Made in 2020, Lampe’s paintings echo with concerns and considerations endemic to the year of their production. Working in confinement during a global pandemic, her private experiences had become universal ones, but in the most unusual of ways. Quarantine had thrust so many into private worlds of their own, the world over. The space of the home suddenly became the bubble separating us from others, and from other viewpoints. Like internet activist Eli Pariser’s concept of the “filter bubble,” our individual informational spheres carved out by invisible algorithmic editing of the web, the “home bubble” had narrowed our experiences to the familiar. But for Lampe, reworking the stillness of that space into a creative focus had become her novel distraction from the otherwise unchanging progression of days.
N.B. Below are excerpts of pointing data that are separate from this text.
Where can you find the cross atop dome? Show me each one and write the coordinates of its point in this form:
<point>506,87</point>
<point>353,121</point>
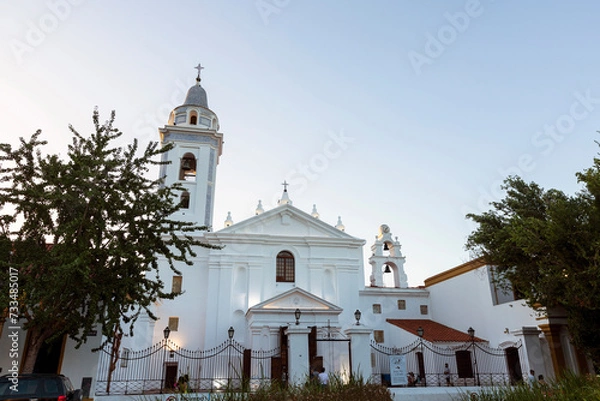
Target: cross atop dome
<point>199,68</point>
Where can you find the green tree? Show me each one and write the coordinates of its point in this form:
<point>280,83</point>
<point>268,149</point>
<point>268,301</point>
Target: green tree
<point>85,235</point>
<point>546,244</point>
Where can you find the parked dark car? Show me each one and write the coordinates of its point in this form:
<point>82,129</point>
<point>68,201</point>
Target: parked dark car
<point>41,387</point>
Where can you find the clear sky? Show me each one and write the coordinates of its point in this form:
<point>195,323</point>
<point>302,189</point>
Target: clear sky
<point>408,113</point>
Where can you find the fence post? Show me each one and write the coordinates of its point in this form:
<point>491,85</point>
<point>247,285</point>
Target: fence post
<point>360,351</point>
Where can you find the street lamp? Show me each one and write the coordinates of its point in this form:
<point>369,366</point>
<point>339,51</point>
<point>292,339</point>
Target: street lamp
<point>230,334</point>
<point>471,333</point>
<point>420,333</point>
<point>166,333</point>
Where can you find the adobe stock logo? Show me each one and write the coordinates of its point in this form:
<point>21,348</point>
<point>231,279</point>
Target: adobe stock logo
<point>38,29</point>
<point>446,35</point>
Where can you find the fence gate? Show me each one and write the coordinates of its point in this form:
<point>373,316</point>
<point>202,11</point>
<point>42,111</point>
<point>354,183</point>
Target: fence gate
<point>328,347</point>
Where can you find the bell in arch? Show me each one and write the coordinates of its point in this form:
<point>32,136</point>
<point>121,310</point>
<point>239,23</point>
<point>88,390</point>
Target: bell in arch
<point>187,163</point>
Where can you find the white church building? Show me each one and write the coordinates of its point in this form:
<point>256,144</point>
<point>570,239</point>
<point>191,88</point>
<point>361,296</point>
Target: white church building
<point>287,295</point>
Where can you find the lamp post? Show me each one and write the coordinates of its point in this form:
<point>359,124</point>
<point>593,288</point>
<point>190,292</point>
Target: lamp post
<point>230,334</point>
<point>420,333</point>
<point>471,333</point>
<point>166,333</point>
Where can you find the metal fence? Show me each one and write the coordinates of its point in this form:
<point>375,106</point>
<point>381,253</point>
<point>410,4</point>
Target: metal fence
<point>468,364</point>
<point>165,367</point>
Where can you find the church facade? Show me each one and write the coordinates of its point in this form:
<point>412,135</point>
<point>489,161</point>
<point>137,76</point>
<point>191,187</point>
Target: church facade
<point>283,277</point>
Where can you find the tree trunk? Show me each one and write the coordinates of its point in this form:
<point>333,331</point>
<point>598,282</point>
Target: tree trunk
<point>36,338</point>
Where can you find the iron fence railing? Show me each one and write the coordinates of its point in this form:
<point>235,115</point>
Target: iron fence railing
<point>469,364</point>
<point>166,367</point>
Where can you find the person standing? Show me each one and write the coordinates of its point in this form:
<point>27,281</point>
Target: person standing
<point>323,378</point>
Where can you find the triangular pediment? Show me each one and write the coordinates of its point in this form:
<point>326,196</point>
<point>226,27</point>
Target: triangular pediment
<point>285,221</point>
<point>293,299</point>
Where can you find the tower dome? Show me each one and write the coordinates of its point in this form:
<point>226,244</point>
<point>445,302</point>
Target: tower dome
<point>194,111</point>
<point>196,96</point>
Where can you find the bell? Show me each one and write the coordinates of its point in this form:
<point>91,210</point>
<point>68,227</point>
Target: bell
<point>186,164</point>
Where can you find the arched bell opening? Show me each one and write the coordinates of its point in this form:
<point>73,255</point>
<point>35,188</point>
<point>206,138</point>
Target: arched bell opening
<point>390,275</point>
<point>184,200</point>
<point>187,169</point>
<point>193,117</point>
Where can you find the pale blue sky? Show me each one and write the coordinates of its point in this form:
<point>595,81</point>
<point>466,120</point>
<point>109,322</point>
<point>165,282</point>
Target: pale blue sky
<point>437,101</point>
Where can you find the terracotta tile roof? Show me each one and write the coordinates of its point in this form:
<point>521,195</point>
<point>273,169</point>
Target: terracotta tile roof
<point>433,331</point>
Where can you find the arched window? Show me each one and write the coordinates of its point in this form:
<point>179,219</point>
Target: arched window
<point>185,200</point>
<point>193,118</point>
<point>285,267</point>
<point>187,169</point>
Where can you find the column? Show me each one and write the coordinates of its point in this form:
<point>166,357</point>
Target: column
<point>360,351</point>
<point>534,354</point>
<point>298,365</point>
<point>552,334</point>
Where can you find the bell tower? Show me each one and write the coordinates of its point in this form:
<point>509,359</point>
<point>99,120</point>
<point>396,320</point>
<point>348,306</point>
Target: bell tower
<point>386,259</point>
<point>193,129</point>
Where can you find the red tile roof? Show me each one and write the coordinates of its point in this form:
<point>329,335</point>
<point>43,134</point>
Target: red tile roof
<point>433,331</point>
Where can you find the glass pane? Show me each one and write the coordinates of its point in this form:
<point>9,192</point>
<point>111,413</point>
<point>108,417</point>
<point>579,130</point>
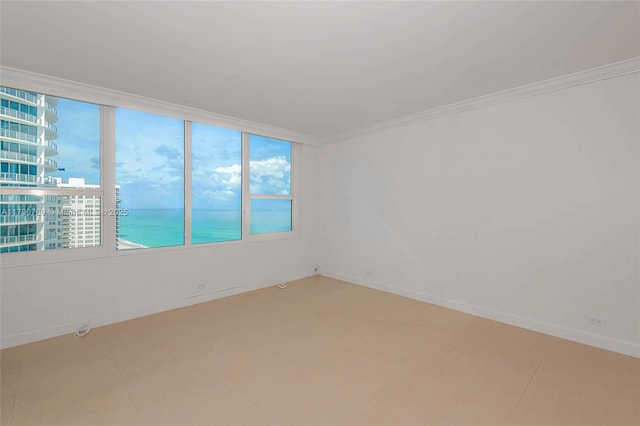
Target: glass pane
<point>48,142</point>
<point>216,184</point>
<point>269,166</point>
<point>270,216</point>
<point>150,176</point>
Her paintings are portraits of the solitude of 2020. In each, we are at pains to say where her depiction ends and impressions begin. Veiling her models, Lampe obscures their faces, revealing only a sliver of a profile turned away from the viewer in some instances. Colored layers that bisect her portraits and cut her canvases into sections preclude any overly literal associations. Other faces press against the edges of the frame, refusing eye contact, or hide themselves from our gaze behind their hands, blankets, or clothing. One wears a balaclava.
Lampe’s work is more a study of alienation and silence than it is a representation of others. In keeping with that emotional undercurrent, she has restrained her palette. In muted gray tones or pitch black, Lampe explores the absence of light falling on features. She has honed in on the details in this series, and yet her portraits are not of anyone or even anything in particular. One imagines that some of her figures might be found lingering in the background of old master paintings. There is no one taking center stage here. The bubble itself makes an appearance, metaphorically, of course, and literally, too, in the form of chewing gum. A rosy pink orb conceals her models’ faces. Casting their glances downward toward it, they look more bored than satisfied, more absent than present.
In Bubble, Lampe has painted her experience of the pandemic, oscillating between seeking and denying, between presence and absence. And yet, as is her custom, she has removed herself as much as possible from her work. This series is unique in that we—in our separate but similar bubbles—are there in the paintings, and removed from them, too.